A couple of months ago I received a license for NDepend to evaluate its usefulness. I was already convinced that NDepend is a very useful tool. But up to now, I hadn’t put NDepend to good use in a way that I could blog about it.
NDepend analyses managed code for several quality aspects, like cyclomatic complexity, coupling and unused code. In a way it resembles FxCop, but it also does a lot more in terms of reporting. NDepend also is a lot more flexible in letting you query your code base. For this it uses its own SQL variant called Code Query Language (CQL). For example, you could enter this query into the tool
SELECT METHODS WHERE NbLinesOfCode > 30 AND IsPublic
and NDepend will show you all public methods whose number of lines of code exceeds 30.
Just by using the standard settings, NDepend gives you truckloads of information that point to areas with potential code smell. The report has inline comments that explain why it selects stuff and points out possible false positives for which it is okay to ignore the warning.
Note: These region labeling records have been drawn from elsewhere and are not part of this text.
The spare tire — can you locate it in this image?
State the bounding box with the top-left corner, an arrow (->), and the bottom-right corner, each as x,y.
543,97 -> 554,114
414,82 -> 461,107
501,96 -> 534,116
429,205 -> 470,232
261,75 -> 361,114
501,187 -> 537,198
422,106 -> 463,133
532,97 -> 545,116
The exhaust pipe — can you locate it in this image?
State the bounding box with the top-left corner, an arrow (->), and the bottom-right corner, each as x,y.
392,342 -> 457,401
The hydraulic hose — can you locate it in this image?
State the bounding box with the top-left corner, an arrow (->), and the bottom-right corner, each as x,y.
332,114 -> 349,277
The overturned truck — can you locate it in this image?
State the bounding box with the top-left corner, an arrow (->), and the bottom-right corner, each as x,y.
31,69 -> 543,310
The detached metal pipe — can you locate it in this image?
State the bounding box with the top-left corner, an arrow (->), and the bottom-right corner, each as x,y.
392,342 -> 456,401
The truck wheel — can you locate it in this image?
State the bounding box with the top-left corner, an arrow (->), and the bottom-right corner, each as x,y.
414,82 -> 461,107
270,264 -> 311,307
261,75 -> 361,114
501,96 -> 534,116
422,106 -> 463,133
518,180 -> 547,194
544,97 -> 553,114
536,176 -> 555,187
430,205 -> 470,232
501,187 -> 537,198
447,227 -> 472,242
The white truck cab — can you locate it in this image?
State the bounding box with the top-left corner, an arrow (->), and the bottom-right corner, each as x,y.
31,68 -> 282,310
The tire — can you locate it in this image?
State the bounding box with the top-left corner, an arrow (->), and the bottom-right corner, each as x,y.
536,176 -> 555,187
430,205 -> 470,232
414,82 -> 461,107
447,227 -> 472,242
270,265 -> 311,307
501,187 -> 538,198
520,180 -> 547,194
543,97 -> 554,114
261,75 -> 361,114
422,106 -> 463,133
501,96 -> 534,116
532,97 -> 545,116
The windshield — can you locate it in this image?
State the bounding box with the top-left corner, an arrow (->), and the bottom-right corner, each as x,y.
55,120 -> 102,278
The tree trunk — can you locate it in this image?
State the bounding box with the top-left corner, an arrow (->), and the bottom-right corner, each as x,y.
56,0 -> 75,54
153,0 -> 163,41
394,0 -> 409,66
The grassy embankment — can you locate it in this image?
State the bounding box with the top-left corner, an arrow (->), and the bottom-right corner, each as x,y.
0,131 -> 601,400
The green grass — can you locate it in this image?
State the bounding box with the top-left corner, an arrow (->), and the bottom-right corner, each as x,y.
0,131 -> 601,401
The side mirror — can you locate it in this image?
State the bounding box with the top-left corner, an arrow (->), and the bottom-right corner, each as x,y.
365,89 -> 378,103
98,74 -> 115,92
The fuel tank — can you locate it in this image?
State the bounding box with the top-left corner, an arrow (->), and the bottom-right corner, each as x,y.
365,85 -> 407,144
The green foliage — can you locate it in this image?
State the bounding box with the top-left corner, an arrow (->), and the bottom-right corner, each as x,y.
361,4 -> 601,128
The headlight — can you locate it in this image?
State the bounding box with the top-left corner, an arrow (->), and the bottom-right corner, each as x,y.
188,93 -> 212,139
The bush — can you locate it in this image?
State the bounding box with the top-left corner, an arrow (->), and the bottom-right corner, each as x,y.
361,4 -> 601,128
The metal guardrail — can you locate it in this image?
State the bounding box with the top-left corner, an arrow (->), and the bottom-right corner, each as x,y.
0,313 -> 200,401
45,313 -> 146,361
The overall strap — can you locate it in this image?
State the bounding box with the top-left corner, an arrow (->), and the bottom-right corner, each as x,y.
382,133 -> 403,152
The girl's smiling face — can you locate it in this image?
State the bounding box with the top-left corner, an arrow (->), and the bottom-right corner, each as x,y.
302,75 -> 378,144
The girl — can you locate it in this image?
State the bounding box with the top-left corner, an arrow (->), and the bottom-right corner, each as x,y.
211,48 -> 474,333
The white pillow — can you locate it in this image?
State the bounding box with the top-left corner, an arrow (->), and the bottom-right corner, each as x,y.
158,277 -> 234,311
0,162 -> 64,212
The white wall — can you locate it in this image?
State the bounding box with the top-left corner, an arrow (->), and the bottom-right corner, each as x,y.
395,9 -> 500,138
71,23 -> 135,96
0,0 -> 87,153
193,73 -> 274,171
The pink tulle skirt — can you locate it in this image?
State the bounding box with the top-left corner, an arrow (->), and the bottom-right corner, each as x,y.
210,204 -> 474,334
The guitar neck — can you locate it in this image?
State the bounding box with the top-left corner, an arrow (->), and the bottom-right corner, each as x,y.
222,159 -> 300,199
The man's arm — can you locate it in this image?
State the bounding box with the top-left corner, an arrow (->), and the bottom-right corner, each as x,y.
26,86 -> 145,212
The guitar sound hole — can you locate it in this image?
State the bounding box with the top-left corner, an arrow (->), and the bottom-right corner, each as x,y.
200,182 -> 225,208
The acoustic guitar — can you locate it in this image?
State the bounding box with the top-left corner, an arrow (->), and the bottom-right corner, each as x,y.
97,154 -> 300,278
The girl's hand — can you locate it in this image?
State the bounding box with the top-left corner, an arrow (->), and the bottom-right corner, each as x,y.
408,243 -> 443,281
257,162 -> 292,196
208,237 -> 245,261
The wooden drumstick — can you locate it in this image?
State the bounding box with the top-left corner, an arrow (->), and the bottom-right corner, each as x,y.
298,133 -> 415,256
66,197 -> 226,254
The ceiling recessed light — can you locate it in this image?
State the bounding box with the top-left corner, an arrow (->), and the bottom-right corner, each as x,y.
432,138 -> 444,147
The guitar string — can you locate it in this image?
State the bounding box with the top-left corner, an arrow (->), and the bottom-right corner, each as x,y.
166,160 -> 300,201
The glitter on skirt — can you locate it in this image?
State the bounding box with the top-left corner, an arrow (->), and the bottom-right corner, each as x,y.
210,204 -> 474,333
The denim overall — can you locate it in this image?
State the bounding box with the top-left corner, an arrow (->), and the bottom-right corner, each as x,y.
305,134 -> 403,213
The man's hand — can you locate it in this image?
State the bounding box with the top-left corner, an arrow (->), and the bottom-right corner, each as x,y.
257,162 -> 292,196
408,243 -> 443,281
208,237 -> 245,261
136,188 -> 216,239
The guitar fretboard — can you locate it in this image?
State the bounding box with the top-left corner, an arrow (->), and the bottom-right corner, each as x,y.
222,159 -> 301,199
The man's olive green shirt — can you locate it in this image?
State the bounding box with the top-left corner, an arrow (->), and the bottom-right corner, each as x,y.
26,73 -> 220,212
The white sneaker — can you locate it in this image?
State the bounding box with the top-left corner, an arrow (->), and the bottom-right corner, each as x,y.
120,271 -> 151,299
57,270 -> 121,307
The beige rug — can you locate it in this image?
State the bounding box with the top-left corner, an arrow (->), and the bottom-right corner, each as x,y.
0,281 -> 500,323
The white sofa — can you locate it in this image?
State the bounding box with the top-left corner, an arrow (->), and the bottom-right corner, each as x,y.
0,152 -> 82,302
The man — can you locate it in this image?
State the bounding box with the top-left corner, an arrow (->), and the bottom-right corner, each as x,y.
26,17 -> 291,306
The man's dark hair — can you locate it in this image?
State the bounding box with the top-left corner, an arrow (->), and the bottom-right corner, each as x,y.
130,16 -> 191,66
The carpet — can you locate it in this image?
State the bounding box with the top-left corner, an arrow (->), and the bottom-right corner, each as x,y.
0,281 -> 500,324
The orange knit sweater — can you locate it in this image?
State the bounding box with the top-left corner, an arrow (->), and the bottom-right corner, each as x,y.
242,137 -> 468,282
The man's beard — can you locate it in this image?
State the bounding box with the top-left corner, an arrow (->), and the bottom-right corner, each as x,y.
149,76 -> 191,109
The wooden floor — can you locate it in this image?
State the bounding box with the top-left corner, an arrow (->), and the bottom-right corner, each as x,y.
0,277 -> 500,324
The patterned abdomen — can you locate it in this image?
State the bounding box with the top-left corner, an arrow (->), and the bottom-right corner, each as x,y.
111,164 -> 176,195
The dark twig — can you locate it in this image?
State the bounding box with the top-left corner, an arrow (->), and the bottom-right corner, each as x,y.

You can find my NDepend results here if you want to see what such a report looks like.
Starting with those results from top to bottom, I started refactoring my code to improve the quality. For example, splitting up methods to:
- Reduce cyclomatic complexity
- Reduce the number of IL instructions in a method
- Reduce the number of local variables in a method
- Increase the comment to code ratio
This should increase maintainability of the code.
Go check out this tool if you are interested in improving the quality of your .NET code or if you are tasked with reviewing somebody else’s code.